Loguen did not establish a formal practice again, but remained an active physician in her later years. As a member of the Order of Malachites, an Black American professional service organization, she gave at least two days a week to seeing patients at a Washington women's clinic. In 1917, she moved to the nearby home of Gregoria and her husband, John Goins, residing with them for the rest of her life. She was in the U.S. Census of 1920 as one of only sixty-five Black American women licensed to practice medicine.
Although Loguen's achievements were not cataloged in histories written during her lifetime, she was not forgotten by the communities she served. Her arrival for a visit to Puerta Plata drew crowds to greet her. I
n 1926 Howard University honored Loguen with a dinner celebrating the fiftieth anniversary of her graduation from medical school.
She was diagnosed with kidney disease in 1928 and during the last years of her life, she suffered from dementia. She died at home with Gregoria at her side. Although she had not lived in Syracuse for twenty-five years, an obituary appeared in the Syracuse Journal.
When news of her death reached the Dominican Republic, President Rafael Trujillo declared a nine-day period of national mourning, with flags flown at half-staff.
In 2000, the 150th anniversary of Loguen's birth was marked by SUNY Upstate Medical University with the establishment of a scholarship and annual lecture bearing her name, and the unveiling of a portrait of Loguen, commissioned by the medical school's alumni association and hung in a place of honor in the Health Sciences Library. The city of Syracuse renamed a street adjacent to the medical school's hospital "Sarah Loguen Place" and the State of New York placed a historical marker at the site, recognizing the significance of her graduation.
Sarah Loguen Park, built by volunteers on a small triangle of land close to the house where she grew up, was dedicated in 2005. Upstate Medical University opened the Dr. Sarah Loguen Center in downtown Syracuse in 2008.
Loguen's life and legacy reflect several broad currents of Black American history. In the ebullient years following the triumph over slavery, a window of opportunity briefly opened for Black Americans, especially for those who had managed to become literate during the slavery era.

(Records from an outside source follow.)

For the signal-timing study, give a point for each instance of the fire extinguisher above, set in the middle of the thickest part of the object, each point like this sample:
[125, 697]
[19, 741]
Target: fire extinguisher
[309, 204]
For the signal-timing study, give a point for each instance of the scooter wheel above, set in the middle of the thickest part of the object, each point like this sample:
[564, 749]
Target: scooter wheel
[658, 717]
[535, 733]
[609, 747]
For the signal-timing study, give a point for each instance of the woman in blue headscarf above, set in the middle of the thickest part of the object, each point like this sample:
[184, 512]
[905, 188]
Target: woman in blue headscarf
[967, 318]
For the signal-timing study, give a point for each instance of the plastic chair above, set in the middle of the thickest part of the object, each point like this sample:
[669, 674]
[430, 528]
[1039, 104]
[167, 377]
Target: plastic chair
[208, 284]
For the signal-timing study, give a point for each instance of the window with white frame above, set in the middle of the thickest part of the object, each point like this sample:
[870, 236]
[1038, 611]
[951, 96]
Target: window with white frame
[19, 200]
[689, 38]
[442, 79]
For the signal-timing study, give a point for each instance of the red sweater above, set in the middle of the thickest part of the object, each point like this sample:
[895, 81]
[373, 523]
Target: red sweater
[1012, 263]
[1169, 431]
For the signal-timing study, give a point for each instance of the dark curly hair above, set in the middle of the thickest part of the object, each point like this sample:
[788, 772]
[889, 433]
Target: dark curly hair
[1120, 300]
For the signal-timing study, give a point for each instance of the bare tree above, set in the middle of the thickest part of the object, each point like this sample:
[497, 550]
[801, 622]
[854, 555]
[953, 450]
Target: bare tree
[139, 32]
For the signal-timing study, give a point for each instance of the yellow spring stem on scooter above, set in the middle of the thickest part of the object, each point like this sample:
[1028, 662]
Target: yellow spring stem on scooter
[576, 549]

With the support of the activists who nurtured her, Loguen was one of the relatively few who was able to take advantage of the egalitarian moment, which abruptly ended in the new constraints of Jim Crow racism. Adapting to changed circumstances, Loguen turned her talents and energies inward toward community and family.
More than sixty-five years after her death, with segregation no longer legal and new interest in recovering the lost history of those who persevered through it, Loguen's pioneering contributions were recognized by the society she had helped to shape.